Une réintroduction favorablement accueillie par les populations locales

L’enthousiasme et le soutien manifestés par la population dans les secteurs retenus représentent une composante qui conditionne largement la réussite du programme. Une campagne de communication et d’éducation sur le lynx a été initiée pour favoriser l’implication des habitants et expliquer les étapes de la réintroduction. Il faut notamment les préparer au fait qu’un grand nombre d’individus ne survivront pas, comme dans tout programme de réintroduction, pour ne pas perdre leur confiance et leur appui dès que la mort d’un individu sera constatée.

Une fois les aires choisies, il convient de déterminer les animaux à libérer. Selon une étude(1), 31 % des projets de réintroduction à partir d’individus sauvages sont couronnés de succès, au lieu de 13 % seulement lorsqu’ils sont nés en captivité. Cette différence s’explique par deux facteurs principaux : les comportements naturels moins développés et l’immunité moindre des animaux d’élevage. Cependant, pour le lynx ibérique, le faible nombre d’individus sauvages a conduit à recourir à l’élevage. La stratégie adoptée consiste à lâcher des individus extraits des populations sauvages dans un premier temps, afin d’optimiser les chances de fixation, avant de libérer des animaux de la population captive, en espérant que les implantations seront ensuite favorisées par l’attraction conspécifique. Chaque lynx subira un contrôle sanitaire. Une phase d’entraînement dans des conditions de semi-liberté sera en outre organisée pour ceux issus du centre d’élevage, dans le but de vérifier leurs aptitudes de survie. La méthode de lâcher dite “douce” sera ensuite employée. Elle consiste à libérer d’abord les animaux dans un enclos, avant de l’ouvrir pour une libération complète. Le suivi s’effectue grâce à des colliers radio-émetteurs.

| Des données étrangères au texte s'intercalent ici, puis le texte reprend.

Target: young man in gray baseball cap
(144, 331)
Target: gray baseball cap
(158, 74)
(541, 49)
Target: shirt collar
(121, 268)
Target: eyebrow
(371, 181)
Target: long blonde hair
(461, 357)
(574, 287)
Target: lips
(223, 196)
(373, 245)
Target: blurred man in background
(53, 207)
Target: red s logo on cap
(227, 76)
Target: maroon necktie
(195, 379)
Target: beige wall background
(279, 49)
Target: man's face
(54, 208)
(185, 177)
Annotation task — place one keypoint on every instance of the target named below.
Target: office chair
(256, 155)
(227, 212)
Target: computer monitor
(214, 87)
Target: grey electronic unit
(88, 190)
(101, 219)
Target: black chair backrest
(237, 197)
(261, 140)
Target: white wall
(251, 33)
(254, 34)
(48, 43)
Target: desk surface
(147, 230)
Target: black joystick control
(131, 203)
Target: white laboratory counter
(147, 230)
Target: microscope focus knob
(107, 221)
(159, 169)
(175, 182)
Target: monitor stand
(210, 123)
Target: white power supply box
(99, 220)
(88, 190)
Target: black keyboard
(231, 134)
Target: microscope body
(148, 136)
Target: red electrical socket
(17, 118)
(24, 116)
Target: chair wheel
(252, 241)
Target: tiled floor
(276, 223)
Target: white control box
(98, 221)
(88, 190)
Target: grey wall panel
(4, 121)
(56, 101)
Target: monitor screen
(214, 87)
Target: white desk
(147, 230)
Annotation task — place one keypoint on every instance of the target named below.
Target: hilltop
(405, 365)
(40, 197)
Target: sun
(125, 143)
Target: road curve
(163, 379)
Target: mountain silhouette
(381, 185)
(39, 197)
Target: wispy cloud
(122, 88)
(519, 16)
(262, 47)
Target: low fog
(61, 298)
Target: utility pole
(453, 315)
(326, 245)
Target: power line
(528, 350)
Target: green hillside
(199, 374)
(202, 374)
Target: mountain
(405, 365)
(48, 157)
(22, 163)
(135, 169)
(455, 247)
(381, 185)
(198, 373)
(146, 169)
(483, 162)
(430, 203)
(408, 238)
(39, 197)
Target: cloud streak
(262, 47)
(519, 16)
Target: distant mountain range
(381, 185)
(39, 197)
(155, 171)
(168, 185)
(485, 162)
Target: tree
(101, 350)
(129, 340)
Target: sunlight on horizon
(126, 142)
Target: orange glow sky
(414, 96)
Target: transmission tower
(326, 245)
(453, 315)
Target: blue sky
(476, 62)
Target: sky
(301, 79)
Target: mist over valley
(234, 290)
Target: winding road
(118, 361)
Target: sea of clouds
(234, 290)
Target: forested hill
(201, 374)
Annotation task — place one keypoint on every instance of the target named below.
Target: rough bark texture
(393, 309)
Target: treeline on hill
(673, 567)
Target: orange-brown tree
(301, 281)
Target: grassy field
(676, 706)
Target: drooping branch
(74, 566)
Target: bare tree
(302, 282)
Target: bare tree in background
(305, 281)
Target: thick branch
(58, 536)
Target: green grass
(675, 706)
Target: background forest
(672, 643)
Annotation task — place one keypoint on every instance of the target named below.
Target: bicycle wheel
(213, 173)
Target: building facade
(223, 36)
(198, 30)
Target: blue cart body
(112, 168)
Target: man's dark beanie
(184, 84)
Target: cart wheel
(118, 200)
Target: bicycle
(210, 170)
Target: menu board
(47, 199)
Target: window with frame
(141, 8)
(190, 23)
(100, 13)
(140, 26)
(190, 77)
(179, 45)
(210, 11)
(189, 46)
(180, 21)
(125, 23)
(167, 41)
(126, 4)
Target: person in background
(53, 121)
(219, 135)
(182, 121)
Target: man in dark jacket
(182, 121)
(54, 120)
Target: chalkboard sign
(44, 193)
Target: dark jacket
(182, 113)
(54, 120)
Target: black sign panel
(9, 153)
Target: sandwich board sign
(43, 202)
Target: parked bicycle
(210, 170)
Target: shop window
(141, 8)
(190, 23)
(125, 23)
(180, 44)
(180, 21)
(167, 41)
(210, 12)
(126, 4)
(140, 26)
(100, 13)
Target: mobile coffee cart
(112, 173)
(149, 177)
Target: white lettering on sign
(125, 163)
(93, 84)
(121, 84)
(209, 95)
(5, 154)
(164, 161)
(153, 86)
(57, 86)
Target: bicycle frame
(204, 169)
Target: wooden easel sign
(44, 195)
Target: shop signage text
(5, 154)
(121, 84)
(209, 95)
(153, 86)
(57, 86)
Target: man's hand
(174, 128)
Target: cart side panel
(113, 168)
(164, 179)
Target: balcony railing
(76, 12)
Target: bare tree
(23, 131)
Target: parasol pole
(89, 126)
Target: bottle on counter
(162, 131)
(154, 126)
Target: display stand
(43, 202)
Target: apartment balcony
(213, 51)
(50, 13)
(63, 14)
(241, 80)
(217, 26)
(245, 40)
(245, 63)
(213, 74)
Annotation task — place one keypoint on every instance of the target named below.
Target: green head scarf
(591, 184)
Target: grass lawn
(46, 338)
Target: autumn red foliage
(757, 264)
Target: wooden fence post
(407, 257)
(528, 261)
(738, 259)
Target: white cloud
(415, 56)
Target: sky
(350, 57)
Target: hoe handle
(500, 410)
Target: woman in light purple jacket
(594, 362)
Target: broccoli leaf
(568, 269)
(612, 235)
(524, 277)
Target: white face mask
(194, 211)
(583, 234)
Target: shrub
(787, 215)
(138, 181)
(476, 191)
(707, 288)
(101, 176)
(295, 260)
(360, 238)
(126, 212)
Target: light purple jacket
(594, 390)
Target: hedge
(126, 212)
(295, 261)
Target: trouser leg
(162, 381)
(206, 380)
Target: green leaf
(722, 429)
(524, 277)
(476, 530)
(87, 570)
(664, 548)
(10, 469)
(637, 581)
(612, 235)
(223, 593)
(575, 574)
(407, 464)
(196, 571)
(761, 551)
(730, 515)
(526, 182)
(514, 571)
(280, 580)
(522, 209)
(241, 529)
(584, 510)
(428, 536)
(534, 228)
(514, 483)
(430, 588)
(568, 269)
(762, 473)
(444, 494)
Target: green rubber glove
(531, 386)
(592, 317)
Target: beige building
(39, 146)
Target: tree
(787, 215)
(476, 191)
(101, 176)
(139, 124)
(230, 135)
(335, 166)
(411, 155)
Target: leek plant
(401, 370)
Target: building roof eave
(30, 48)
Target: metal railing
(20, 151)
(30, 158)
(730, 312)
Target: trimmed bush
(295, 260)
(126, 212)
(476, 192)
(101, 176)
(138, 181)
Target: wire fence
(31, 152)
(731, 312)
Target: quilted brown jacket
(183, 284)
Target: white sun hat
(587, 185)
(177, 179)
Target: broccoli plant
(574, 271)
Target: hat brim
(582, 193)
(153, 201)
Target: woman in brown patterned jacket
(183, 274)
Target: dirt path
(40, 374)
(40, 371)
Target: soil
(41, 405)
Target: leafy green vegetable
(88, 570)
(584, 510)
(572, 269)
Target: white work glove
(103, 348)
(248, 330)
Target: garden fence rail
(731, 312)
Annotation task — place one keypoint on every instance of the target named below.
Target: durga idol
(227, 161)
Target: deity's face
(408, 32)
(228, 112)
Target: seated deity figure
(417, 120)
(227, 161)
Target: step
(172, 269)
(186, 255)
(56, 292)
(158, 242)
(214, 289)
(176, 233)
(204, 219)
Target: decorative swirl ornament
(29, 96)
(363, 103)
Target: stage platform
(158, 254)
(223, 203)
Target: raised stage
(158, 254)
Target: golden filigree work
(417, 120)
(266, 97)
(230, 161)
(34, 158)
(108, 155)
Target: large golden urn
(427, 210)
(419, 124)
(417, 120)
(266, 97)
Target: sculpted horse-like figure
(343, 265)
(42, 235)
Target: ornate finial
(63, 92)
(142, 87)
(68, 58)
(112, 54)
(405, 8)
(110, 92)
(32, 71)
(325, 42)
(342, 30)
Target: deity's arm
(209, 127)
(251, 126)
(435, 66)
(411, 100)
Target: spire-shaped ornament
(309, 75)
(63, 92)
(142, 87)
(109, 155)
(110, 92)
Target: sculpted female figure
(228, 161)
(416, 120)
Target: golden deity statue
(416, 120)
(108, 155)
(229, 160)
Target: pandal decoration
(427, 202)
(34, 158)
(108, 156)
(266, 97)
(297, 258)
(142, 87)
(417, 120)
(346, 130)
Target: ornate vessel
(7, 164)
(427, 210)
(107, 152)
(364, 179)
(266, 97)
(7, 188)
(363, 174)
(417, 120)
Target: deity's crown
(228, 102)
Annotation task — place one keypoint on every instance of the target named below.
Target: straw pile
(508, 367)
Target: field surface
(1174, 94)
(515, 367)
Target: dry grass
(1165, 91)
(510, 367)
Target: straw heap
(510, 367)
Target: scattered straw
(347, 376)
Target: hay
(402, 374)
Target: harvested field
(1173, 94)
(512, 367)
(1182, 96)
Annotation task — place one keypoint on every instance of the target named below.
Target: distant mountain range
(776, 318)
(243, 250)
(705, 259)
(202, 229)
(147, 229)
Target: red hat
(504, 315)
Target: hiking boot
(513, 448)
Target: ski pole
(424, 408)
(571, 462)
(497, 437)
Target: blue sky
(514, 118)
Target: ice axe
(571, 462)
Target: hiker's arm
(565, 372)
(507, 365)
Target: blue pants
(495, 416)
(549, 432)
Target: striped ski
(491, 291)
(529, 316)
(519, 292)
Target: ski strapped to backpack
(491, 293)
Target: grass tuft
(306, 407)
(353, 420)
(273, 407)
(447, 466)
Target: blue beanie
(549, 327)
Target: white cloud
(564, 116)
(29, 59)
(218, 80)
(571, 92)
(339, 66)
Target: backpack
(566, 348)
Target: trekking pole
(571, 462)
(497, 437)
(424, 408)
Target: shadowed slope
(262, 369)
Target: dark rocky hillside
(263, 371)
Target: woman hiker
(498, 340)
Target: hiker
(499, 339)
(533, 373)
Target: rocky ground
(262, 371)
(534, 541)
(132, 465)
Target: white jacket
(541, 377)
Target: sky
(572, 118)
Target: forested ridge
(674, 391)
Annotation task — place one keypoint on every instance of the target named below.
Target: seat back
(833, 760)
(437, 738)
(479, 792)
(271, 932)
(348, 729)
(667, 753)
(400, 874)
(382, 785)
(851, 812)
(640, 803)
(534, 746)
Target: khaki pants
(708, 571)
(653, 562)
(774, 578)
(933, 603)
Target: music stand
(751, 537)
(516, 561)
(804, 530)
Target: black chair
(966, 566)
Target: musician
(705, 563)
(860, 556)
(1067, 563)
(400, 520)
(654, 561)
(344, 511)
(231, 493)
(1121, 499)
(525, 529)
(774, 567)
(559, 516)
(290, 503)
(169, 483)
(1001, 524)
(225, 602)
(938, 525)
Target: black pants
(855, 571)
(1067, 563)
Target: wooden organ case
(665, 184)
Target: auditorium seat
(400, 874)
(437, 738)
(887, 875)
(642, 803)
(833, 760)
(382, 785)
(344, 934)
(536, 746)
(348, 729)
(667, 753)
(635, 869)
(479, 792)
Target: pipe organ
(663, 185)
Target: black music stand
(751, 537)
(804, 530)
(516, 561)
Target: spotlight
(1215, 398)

Les réintroductions débuteront à l’automne prochain. Le nombre de lynx libérés chaque année sera adapté selon les premiers résultats observés. Dans ce cadre, il conviendra de distinguer le succès à l’échelle individuelle (étude du taux de survie des animaux lâchés) du succès à l’échelle populationnelle (obtention d’une population autosuffisante, où les naissances compensent la mortalité). D’ici là, le programme d’élevage devrait être capable de fournir entre vingt et quarante lynx chaque année. Les initiateurs du projet espèrent pouvoir initier la réintroduction dans d’autres zones entre 2013 et 2017.

  • (1) K. Jule, L. Leaver, S. Lea : « The effects of captive experience on reintroduction survival in carnivores : a review and analysis », Biological conservation, 2007, n° 141, pp. 355-363.

  • Source : J. Brackman : « Le lynx ibérique (Lynx pardinus) : une espèce menacée. Etude du programme de conservation de l’espèce en Andalousie (Espagne) », thèse vétérinaire, Alfort 2009.